しかし、蒼空はそんな心の内を全て察しているような表情で俺の目をじっと見つめた後、微笑みながら口を開く。
「別れたよ、茜とは」
蒼空の視線が余りにも穏やかで、優しくて、俺は思わず言葉を失った。去年ぶつけた暴言を俺が未だに気にしているとわかっているんだろう。

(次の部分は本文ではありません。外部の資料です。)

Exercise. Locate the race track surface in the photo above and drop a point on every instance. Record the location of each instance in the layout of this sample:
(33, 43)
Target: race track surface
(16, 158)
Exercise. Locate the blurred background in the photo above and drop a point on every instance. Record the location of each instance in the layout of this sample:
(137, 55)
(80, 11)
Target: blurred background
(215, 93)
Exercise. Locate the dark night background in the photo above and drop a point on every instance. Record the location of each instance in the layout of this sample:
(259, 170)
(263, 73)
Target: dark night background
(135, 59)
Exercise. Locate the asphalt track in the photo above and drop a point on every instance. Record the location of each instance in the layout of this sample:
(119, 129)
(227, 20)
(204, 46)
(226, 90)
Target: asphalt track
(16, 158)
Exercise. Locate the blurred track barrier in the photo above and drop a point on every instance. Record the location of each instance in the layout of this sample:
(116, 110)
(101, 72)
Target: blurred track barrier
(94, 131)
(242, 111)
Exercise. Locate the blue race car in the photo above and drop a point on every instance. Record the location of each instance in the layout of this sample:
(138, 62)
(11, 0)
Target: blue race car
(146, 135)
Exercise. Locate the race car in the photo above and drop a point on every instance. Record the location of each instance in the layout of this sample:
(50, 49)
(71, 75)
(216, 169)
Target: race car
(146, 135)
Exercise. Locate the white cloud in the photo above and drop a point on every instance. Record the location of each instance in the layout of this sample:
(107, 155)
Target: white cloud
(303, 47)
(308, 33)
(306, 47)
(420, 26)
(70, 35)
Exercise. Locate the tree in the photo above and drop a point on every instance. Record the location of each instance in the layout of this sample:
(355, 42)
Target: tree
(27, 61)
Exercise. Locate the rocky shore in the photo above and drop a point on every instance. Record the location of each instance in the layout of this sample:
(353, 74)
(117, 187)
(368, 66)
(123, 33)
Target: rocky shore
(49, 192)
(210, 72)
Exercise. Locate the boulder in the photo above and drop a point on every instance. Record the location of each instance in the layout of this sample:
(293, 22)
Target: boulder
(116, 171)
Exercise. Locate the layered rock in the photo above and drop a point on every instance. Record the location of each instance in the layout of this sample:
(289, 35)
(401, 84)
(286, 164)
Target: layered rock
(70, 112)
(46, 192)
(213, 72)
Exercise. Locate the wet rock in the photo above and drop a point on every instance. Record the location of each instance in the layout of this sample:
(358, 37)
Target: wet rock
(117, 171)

「卒業してすぐ別れたんだ。ほんと、ちょうど去年の今くらいかな」
そう言うと蒼空は可笑しそうに笑った。一体、何が面白いって言うんだろう。いや、そんなことよりも、あの時のことを謝るなら今しかないんじゃないだろうか。そう思うのに、謝罪の言葉は胸につかえたまま、喉元にさえも出てこない。
「目が覚めたんだ。智暁にああ言われて」
俺が言葉を探していると、蒼空は相変わらず優しい顔でそう言った。
「俺、絶対今年はここ受かりたかったからさ……。それで、智暁の言葉に背中押された感じ。まぁ、理由はそれだけじゃないけどね」
心臓がバクバクと脈打ち、息が詰まるような気がしていた。もしも俺があんなことを言っていなければ、蒼空は今でも染谷さんと上手くいっていたんじゃないだろうか。
「だから感謝してるよ、智暁には」
……本当に?
蒼空がこういう時に嘘をついたり、取り繕ったりしないことを俺は知っている。だけど、それなら何で……何で今まで連絡1つ寄こさなかったんだ?合格の報告もなかったのはどうして?チューターを断ったのは?俺と同じ学部にしなかったのは?俺のこと嫌いになって、避けてるんじゃ――。
「なぁ、智暁……聞いてる?」
「……聞いてるよ。でも、俺なんか言ったっけ?何の話だか覚えてないわ」
頭の中に浮かんだ疑問と不安に押し潰されそうで、空になった皿の載ったトレーを無意味に押しやりながら、俺はそんなことを口走っていた。その途端、蒼空は「ぶはっ」と噴き出して、腹を抱えて笑い始めた。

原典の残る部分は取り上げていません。